Sometimes I enjoy
Unfinished thoughts that wander
Without periods
Sunday, May 31, 2009
Saturday, May 30, 2009
surrender
This whole year I thought I was having a crisis in which I was coming to terms with the fact that my life was my own – that I was crossing the threshold from adolescence to adulthood – and assuming all the responsibilities that come with that crossing. But what God has shown me is that He has been teaching me the perfection of this revelation. I am responsible for my life. But my life is no longer my own. In order to remain true to my convictions a crucifixion of self must result, a complete and terrifying surrender of everything I have come to call “mine.” I find myself at a crossroads, knowing what path I have chosen, finally beginning to understand the cost. Surrender looks so much nicer written on some arbitrary piece of paper that I can lose or misplace, typed up on a word document I can save away in the depths of my laptop’s memory.
Wednesday, May 6, 2009
Summer in Nicaragua
It bothered me because I could not stay.
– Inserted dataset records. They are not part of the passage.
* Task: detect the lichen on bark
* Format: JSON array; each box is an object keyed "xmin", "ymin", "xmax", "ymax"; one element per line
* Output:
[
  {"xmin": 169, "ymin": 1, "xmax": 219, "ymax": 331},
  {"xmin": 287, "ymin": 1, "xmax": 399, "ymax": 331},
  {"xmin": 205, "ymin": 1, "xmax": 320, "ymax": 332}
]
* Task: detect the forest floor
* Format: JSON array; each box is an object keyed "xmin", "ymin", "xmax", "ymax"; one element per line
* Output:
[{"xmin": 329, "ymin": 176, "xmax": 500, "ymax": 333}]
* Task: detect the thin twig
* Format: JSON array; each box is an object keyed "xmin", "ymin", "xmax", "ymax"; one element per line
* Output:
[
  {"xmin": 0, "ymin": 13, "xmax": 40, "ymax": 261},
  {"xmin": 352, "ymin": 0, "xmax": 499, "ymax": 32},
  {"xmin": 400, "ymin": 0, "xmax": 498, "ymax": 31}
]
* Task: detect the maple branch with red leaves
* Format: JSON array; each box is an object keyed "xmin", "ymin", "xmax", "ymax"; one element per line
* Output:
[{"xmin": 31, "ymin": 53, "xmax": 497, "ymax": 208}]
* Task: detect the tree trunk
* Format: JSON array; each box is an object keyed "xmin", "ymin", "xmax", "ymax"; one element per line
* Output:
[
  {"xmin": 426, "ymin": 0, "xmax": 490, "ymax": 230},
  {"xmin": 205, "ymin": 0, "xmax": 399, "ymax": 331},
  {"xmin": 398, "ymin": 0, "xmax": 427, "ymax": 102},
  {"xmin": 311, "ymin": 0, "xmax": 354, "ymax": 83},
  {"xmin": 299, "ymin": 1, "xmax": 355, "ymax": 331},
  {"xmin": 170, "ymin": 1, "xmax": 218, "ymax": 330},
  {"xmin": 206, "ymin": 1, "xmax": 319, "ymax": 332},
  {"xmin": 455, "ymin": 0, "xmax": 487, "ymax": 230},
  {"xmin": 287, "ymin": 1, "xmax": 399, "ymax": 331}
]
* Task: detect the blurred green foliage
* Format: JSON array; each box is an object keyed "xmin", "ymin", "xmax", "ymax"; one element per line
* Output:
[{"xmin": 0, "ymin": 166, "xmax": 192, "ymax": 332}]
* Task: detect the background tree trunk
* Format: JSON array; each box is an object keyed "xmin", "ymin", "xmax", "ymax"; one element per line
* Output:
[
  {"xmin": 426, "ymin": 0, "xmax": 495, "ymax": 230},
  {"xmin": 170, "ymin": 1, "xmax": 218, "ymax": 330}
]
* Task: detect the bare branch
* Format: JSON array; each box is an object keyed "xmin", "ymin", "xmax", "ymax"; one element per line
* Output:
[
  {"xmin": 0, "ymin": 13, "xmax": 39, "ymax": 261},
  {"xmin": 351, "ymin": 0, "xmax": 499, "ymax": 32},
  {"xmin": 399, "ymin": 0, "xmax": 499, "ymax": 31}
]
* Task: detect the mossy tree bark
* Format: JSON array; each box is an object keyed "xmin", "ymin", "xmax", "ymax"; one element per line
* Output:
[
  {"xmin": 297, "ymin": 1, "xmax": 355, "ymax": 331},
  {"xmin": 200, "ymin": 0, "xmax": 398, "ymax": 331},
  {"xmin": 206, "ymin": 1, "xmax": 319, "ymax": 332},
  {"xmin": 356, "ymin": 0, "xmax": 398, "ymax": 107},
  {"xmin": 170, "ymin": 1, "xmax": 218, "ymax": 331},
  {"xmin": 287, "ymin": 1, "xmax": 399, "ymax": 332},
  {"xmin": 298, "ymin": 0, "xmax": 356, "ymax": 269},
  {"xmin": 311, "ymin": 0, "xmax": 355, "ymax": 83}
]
I was an American glutton, feeding on their third-world lifestyles; drinking in their tattered clothes, muddy feet, bloated bellies. I was an observer, an outsider. I gave of my time and resources so I could take from their smiles of gratitude – easing the guilt that plagued my conscience. I had to alleviate their pain in order to negate my own. But I did not give myself. I did not sit with them in the quiet of the afternoon to watch the sun sink over the rio coco. I did not dance to their songs. I did not share in their stories. My body was there in the jungle but my mind was sitting in a Starbucks in California, sipping a venti mocha. It bothered me because I did not want to stay.